Mit dem Austritt des Vereinigten Königreichs ohne Austrittsabkommen verlieren britische Staatsangehörige und deren Familienangehörige auch ihr bisheriges unionsrechtliches Aufenthaltsrecht (4. Hauptstück des NAG). Begleitend zur Übergangsregelung im AuslBG sind daher Sonderregelungen im NAG vorgesehen, die britischen Staatsangehörige unter deutlich vereinfachten Bedingungen die Möglichkeit einräumen, einen Aufenthaltstitel „Rot-Weiß-Rot – Karte plus“ zu erhalten, um so ihren weiteren Aufenthalt und ihren freien Arbeitsmarktzugang zu bewahren. Konkret können britische Staatsangehörige und deren drittstaatsangehörige Familienangehörige ein weiteres Aufenthaltsrecht in Form eines Aufenthaltstitels „Rot-Weiß-Rot – Karte plus“ beantragen, wenn sie zum Austrittszeitpunkt bereits über ein unionsrechtliches Aufenthaltsrecht von mehr als drei Monaten in Österreich verfügt haben, ihr Aufenthalt nicht den öffentlichen Interessen widerstreitet, dh sie keine Gefahr für die öffentliche Sicherheit darstellen, und der Antrag binnen sechs Monaten (ab Austritt) gestellt wird. Bei rechtzeitiger Antragstellung besteht ein Aufenthaltsrecht bis zur rechtskräftigen Entscheidung. Dieses Aufenthaltsrecht kann gegebenenfalls auf Antrag von den Aufenthaltsbehörden mittels Feststellungsbescheid bestätigt werden.

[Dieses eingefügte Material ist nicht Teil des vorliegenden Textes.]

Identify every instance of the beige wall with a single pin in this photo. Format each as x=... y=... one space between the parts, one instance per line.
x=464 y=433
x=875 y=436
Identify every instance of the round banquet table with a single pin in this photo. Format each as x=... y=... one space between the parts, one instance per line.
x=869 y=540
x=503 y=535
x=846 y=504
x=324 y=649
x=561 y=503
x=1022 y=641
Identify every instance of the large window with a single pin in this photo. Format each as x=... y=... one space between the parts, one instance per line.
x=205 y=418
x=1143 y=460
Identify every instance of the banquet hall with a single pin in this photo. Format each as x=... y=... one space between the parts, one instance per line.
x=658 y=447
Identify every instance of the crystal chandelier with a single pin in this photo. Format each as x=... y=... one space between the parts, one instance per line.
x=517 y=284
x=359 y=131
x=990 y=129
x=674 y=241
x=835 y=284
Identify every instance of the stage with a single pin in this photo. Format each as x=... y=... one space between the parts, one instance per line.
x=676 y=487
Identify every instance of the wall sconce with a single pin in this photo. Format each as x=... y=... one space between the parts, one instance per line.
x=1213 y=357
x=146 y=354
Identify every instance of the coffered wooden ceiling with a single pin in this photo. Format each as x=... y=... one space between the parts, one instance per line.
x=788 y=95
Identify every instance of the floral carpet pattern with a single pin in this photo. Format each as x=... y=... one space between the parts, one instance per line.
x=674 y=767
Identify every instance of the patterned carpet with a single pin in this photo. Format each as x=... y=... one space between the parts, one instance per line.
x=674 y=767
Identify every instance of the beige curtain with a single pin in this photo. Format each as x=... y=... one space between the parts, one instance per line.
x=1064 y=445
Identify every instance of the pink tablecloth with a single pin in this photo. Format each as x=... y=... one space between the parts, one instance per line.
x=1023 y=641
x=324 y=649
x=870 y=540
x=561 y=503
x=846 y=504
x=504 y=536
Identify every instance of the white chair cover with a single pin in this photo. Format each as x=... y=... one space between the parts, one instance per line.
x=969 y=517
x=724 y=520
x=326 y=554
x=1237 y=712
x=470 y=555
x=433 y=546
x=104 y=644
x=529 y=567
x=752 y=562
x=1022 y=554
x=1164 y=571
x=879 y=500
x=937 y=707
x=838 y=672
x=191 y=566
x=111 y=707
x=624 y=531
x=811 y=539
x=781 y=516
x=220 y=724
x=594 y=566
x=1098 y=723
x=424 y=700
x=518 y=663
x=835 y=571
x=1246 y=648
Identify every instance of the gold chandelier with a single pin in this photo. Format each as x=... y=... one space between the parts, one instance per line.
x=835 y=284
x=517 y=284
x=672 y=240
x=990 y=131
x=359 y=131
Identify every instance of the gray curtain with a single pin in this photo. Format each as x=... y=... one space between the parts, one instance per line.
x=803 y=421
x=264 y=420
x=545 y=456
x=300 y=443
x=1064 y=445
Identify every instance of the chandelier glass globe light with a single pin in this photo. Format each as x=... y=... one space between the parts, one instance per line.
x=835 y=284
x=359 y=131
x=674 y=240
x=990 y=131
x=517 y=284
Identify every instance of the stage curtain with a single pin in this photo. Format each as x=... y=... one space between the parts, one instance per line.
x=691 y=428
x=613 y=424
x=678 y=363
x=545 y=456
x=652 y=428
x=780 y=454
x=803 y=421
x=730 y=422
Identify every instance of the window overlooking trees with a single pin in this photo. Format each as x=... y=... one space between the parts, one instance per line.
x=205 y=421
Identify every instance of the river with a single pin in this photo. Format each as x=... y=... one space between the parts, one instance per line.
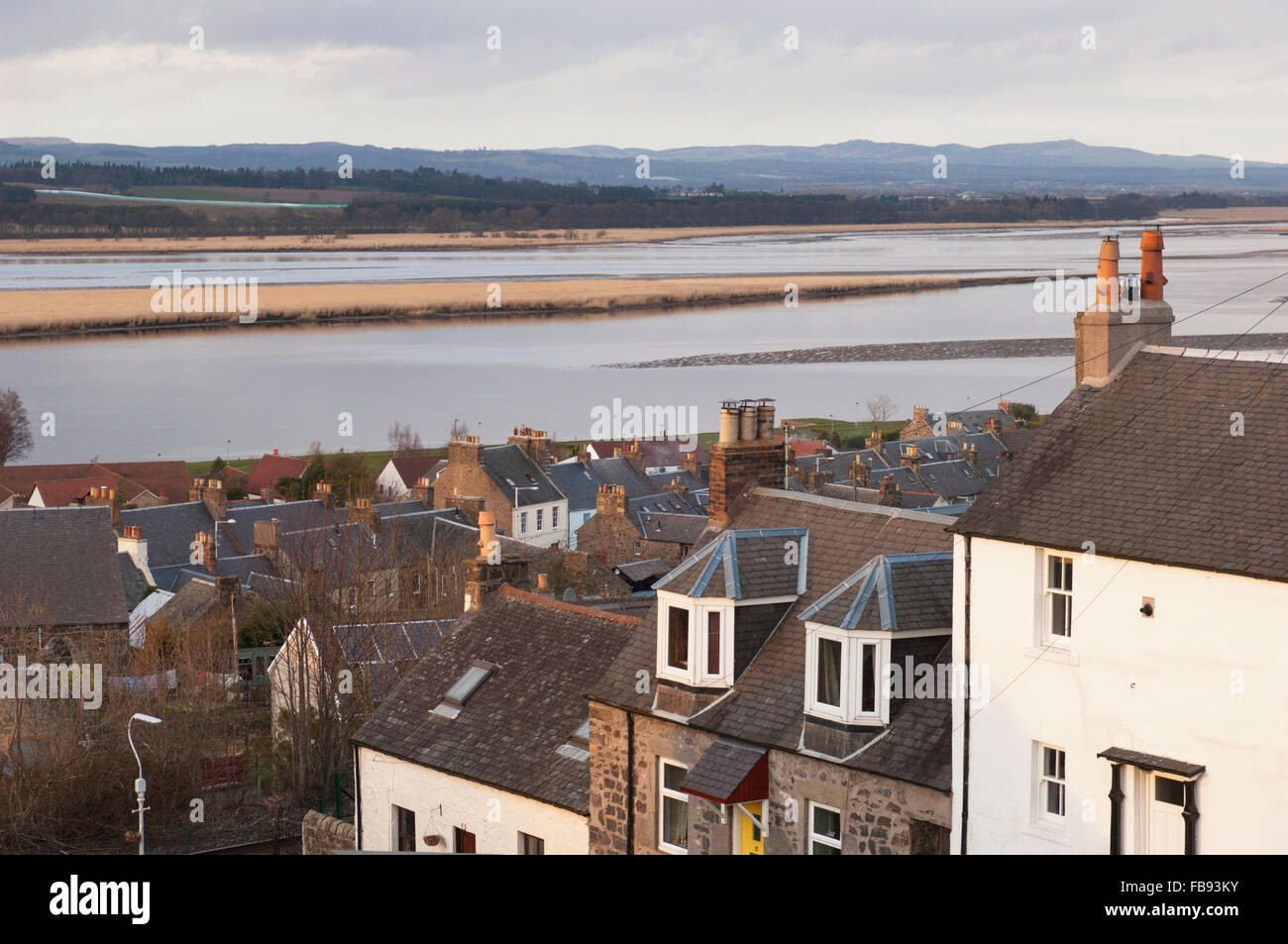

In Bezug auf den Bereich der sozialen Sicherheit bestehen nach Auffassung der EU-Kommission va in zwei Bereichen Verpflichtungen für die EU27 Mitgliedstaaten:

  • Zum einen sind Versicherungs-, Beschäftigungs-, Wohnzeiten und Zeiten einer selbstständigen Erwerbstätigkeit, die vor dem Austrittszeitpunkt im Vereinigten Königreich zurückgelegt wurden, auch bei einem späteren Leistungsantrag mit den Zeiten zusammenzurechnen, die in den EU27-Mitgliedstaaten zurückgelegt wurden. Das ergibt sich daraus, dass dieses Recht unmittelbar mit der Ausübung der unionsrechtlichen Freizügigkeit der betroffenen Personen in der Vergangenheit zusammenhängt. Für die Umsetzung dieser Verpflichtung sind unmittelbar die Grundsätze des Unionsrechts anwendbar, insbesondere die VO (EG) 883/2004 zur Koordinierung der Systeme der sozialen Sicherheit idgF.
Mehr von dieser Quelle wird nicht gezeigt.